La famille d’une lutteuse de l’État de Washington poursuit les districts scolaires et les responsables de l’école, alléguant que l’adolescente a été agressée sexuellement par un adversaire transgenre lors d’un match en décembre.
Les avocats agissant au nom de la mère de la jeune fille, Stephanie Brown, et l’Alliance chrétienne à but non lucratif Alliance Defending Freedom (ADF) ont déposé une plainte mardi devant le tribunal de district américain de Tacoma. Aucun des deux lutteurs n’est nommé dans le procès, mais ADF a identifié la fille de Brown comme étant Kallie Keeler, qui avait 15 ans au moment de l’agression présumée.
Selon le procès, Keeler s’est involontairement associé à un rival transgenre lors d’un rassemblement. Si elle avait eu connaissance de cela par les autorités, Keeler “ne l’aurait pas fait”, affirme le dossier.
La poursuite affirme ensuite que l’adversaire de Keeler l’a agressée sexuellement pendant le match en insérant numériquement ses doigts dans le spandex de Keeler.
Le procès, obtenu par le Daily Mail, déclare : “Pendant le match, le joueur a agressé sexuellement (Killer) en plaçant ses doigts sous ses vêtements en spandex, en les insérant numériquement dans son vagin et en maintenant la position pendant plusieurs secondes.” ” Keeler, visiblement affligé, a crié à sa mère, qui enregistrait le match, que le doigt de son adversaire était ‘mon salaud !’
«Pour éviter cela, (Keeler) a permis à un lutteur de l’épingler. “Il n’a pas fallu longtemps avant qu’elle découvre que l’athlète était un homme et se sente à nouveau humiliée.”
La vidéo de l’incident a été enregistrée sur un téléphone portable, mais les autorités n’ont pas porté plainte.
Comme l’a rapporté le New York Sun, les procureurs ont refusé la semaine dernière de porter plainte, arguant que les accusations ne pouvaient être prouvées au-delà de tout doute raisonnable.
Le procès continue en affirmant que les autorités ont ignoré les plaintes de la famille.
Le Daily Mail a sollicité les commentaires des accusés, notamment de la Washington Interscholastic Activities Association (WIAA), du bureau du surintendant des écoles publiques de Washington, du district scolaire de Puyallup, du directeur du lycée Rogers et de l’entraîneur de lutte du lycée Emerald Ridge.
Les porte-parole du surintendant de l’instruction publique et de la WIAA ont refusé de commenter.
Une porte-parole de Puyallup a déclaré que le district n’avait encore reçu aucune plainte avant de publier une déclaration similaire à Fox News.
«Nous sommes conscients des allégations mentionnées dans votre demande et examinons la question.
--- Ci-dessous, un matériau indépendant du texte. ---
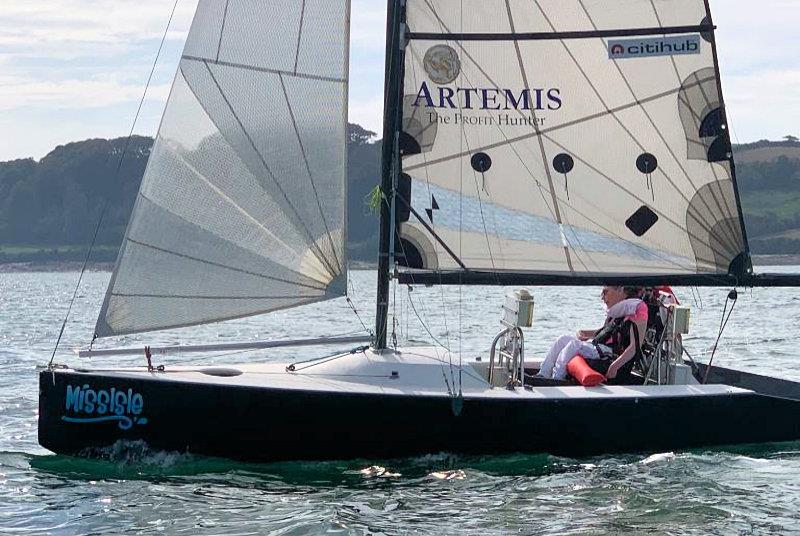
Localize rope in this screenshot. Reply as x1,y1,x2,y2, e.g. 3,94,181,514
48,0,180,366
703,289,739,384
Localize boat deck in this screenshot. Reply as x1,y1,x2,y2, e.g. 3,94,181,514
62,347,751,399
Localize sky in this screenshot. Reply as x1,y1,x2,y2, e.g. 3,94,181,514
0,0,800,161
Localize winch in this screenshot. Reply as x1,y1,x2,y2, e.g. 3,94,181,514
488,289,534,389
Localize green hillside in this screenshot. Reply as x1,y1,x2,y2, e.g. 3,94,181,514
734,137,800,255
0,132,800,263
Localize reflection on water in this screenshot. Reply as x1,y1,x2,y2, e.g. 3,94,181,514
0,270,800,536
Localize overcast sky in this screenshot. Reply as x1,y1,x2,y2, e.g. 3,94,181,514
0,0,800,160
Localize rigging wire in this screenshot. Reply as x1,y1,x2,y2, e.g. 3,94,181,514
48,0,180,366
703,289,739,384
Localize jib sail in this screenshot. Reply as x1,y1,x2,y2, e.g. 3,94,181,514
96,0,349,337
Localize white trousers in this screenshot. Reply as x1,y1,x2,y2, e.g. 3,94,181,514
539,335,611,380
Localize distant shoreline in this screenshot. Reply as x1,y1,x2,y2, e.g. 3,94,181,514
0,254,800,274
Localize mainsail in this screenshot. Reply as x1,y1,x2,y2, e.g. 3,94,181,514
96,0,349,337
395,0,749,282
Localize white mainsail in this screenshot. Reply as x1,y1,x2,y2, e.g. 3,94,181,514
96,0,350,337
397,0,747,277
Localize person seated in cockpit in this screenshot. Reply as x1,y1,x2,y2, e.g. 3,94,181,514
538,286,648,383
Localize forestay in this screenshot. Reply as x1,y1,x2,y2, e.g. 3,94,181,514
396,0,749,282
96,0,349,337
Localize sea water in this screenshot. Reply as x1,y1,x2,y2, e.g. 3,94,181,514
0,267,800,536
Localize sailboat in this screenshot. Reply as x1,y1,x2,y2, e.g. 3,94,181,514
39,0,800,461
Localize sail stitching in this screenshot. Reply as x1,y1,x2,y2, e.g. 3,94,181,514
505,0,575,272
576,0,744,260
650,0,737,251
407,0,728,269
294,0,306,74
278,75,341,272
424,0,571,274
204,62,338,277
410,48,460,272
181,55,347,84
408,25,714,41
103,296,328,335
175,64,336,279
407,9,700,271
545,135,736,270
216,0,230,61
534,0,736,247
126,234,327,291
140,127,318,276
111,292,310,300
407,78,712,170
406,43,732,269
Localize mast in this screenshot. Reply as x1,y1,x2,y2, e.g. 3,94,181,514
703,0,753,280
375,0,405,350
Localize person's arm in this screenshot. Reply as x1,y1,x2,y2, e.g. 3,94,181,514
606,320,647,380
578,328,602,341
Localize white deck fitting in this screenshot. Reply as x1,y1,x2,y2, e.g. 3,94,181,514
58,347,752,399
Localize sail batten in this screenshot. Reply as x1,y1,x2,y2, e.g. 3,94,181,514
96,0,349,337
396,0,749,282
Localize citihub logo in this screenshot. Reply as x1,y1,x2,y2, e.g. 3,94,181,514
608,34,703,60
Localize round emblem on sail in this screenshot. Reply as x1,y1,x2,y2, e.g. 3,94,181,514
422,45,461,84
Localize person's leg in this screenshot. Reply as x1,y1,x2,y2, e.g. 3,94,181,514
539,335,577,378
553,340,600,380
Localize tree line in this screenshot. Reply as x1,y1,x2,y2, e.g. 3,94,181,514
0,130,800,262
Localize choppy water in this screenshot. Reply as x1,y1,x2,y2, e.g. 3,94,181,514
0,268,800,536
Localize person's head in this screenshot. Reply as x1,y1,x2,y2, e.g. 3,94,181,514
600,285,642,307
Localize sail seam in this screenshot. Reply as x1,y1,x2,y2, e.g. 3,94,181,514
534,0,732,251
111,292,310,300
545,135,736,266
104,296,330,335
140,126,322,279
505,0,575,272
204,62,338,277
405,77,713,171
278,75,341,267
126,236,327,291
650,0,738,253
294,0,306,73
576,0,736,260
217,0,230,61
407,24,715,41
181,55,347,84
395,194,469,271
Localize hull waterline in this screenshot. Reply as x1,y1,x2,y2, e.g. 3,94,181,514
39,350,800,462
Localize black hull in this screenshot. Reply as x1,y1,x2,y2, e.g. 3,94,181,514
39,372,800,462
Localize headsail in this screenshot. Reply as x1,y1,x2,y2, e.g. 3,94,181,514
396,0,749,283
96,0,349,337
Cependant, étant donné que cette affaire implique des considérations relatives à la vie privée des étudiants et des litiges anticipés, nous ne sommes pas en mesure de commenter davantage pour le moment”, indique le communiqué.
La WIAA permet aux étudiants-athlètes de participer à des sports en fonction de leur identité de genre plutôt que de leur sexe biologique. La loi de l’État interdit la discrimination fondée sur l’identité de genre, ce qui a conduit Washington à s’opposer au décret du président Donald Trump interdisant aux athlètes transgenres de pratiquer des sports amateurs pour les filles.
L’auteur de Harry Potter, JK Rowling, connu depuis longtemps pour s’opposer aux athlètes transgenres dans le sport féminin, a qualifié la situation cette semaine d’« épouvantable ».
“J’espère que les défenseurs des hommes dans le sport féminin expliqueront pourquoi ils sont heureux de mettre les filles dans ce danger”, écrit-elle jeudi à X.
Keeler a quitté le sport, mais elle et sa mère portent plainte parce que “personne ne devrait avoir à vivre ça”, selon un procès intenté cette semaine.